Le C.a.d (Centre d’actions pour le développement), en partenariat avec l’Agence américaine d’investigation environnementale, installée dans le Bassin du Congo, a organisé, mercredi 2 avril 2025, dans la salle de conférence du Ministère de l’économie forestière, à Brazzaville, une séance de travail sur la mise en œuvre de l’interdiction nationale d’exportation des grumes. Face à la faiblesse du niveau d’application des textes règlementaires interdisant l’exportation du bois en grume, les deux organisations ont lancé un plaidoyer pour une transformation plus poussée du bois au Congo.

Les travaux se sont déroulés sous la conduite de Trésor Chardon Nzila Kendet, directeur exécutif du C.a.d, et de Bénoît Ndameu, coordonnateur de l’E.i.a (Environmental investigation agency) (Agence américaine d’investigation environnementale dans le Bassin du Congo), basée à Yaoundé, au Cameroun. Cette réflexion a permis de tracer la voie vers la mise en œuvre effective de la loi et de la directive Cemac engagée dans cette interdiction d’exportation des grumes.
La rencontre a regroupé des participants venus des administrations publiques, du secteur privé et de la société civile. Ils ont eu droit à deux communications, pour engager leur réflexion. La première communication a porté sur «la décision de la Cemac portant interdiction d’exportation des grumes dans ses pays membres et la République Démocratique du Congo», développée par Benoît Ndameu et la seconde sur «le plaidoyer pour la transformation plus poussée du bois au Congo», présentée par Théophile Tsiakoulou, point focal de l’A.p.v-Flegt.
Les deux communications ont permis d’engager un débat ayant permis aux participants d’être édifiés sur le fait que le Congo n’est pas resté en marge de la dynamique communautaire d’assurer la transformation du bois sur place, pour n’exporter que les produits du bois transformés. Le gouvernement, par ses services subsidiaires, avait pris une série d’initiatives réglementaires pour accompagner cette interdiction d’exportation de grumes.

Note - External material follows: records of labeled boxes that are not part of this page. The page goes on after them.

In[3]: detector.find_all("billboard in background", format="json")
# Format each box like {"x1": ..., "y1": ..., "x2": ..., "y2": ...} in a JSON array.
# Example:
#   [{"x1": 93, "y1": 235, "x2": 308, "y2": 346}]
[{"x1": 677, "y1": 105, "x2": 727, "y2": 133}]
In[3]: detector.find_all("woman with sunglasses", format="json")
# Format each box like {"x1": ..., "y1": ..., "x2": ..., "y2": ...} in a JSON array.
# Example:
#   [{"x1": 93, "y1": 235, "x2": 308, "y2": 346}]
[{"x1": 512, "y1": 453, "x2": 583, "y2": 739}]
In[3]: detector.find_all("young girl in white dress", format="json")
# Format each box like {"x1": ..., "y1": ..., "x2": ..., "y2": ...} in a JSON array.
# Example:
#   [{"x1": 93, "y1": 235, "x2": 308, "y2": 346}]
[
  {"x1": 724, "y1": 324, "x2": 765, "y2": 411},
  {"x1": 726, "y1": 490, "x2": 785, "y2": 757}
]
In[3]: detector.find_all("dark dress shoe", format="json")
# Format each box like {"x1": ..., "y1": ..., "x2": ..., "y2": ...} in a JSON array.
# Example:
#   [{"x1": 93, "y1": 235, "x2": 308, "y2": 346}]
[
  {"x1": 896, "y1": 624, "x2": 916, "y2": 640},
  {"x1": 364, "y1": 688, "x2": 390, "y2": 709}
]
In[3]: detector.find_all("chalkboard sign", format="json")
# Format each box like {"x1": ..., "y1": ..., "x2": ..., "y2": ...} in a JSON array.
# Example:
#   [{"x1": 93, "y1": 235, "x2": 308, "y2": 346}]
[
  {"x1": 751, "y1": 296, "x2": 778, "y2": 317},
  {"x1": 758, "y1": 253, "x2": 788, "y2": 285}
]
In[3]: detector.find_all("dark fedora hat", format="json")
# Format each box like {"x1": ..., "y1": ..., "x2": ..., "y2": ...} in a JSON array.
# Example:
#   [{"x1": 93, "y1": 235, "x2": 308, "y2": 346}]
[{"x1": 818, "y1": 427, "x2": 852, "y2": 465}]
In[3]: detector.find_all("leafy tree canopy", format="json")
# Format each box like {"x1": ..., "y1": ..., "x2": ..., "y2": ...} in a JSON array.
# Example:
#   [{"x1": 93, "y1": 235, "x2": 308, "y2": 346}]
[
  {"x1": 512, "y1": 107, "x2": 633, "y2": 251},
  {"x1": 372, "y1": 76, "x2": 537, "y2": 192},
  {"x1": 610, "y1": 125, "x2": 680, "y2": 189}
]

A travers la note circulaire n°083 du 21 octobre 2022, le Ministère de l’économie forestière avait en effet interdit l’exportation de bois en grumes, à compter du 1er janvier 2023. Seuls les produits semi-finis ou finis peuvent être exportés. A la lumière des échanges, les participants ont relevé que la loi n’est pas totalement appliquée. Trésor Chardon Nzila Kendet a signifié qu’«au niveau international, les données disponibles montrent que le pays n’arrive pas à faire appliquer sa propre législation interdisant les exportations de bois sous forme de grume. C’est pourquoi nous allons vulgariser les recommandations retenues à cette rencontre, qui sont au nombre d’une dizaine. La principale recommandation est axée sur l’application de la loi dans toute sa rigueur sur l’interdiction d’exportation des grumes au Congo. Nous avons aussi demandé aux autorités d’abolir le régime des autorisations spéciales qui permettent aux entreprises forestières de contourner la loi».
Pour sa part, Benoît Ndameu a précisé que «la décision de la Cemac, qui a été prise en février 2024, portant interdiction d’exportation de bois sous la forme de grume dans les pays de la Cemac et la RD Congo est d’une importance capitale, à la fois pour les économies nationales, pour le couvert forestier du Bassin du Congo et pour le commerce international».
A noter que le Congo figure parmi les pays africains avec la plus grande superficie forestière par habitant. Malgré son potentiel exploitable qui peut contribuer largement au développement économique et social, la filière du bois reste en partie orientée sur l’exportation des grumes. C’est à ce titre que le C.a.d mène une campagne pour attirer l’attention des gouvernants sur la nécessité de faire respecter l’interdiction d’exportation des grumes.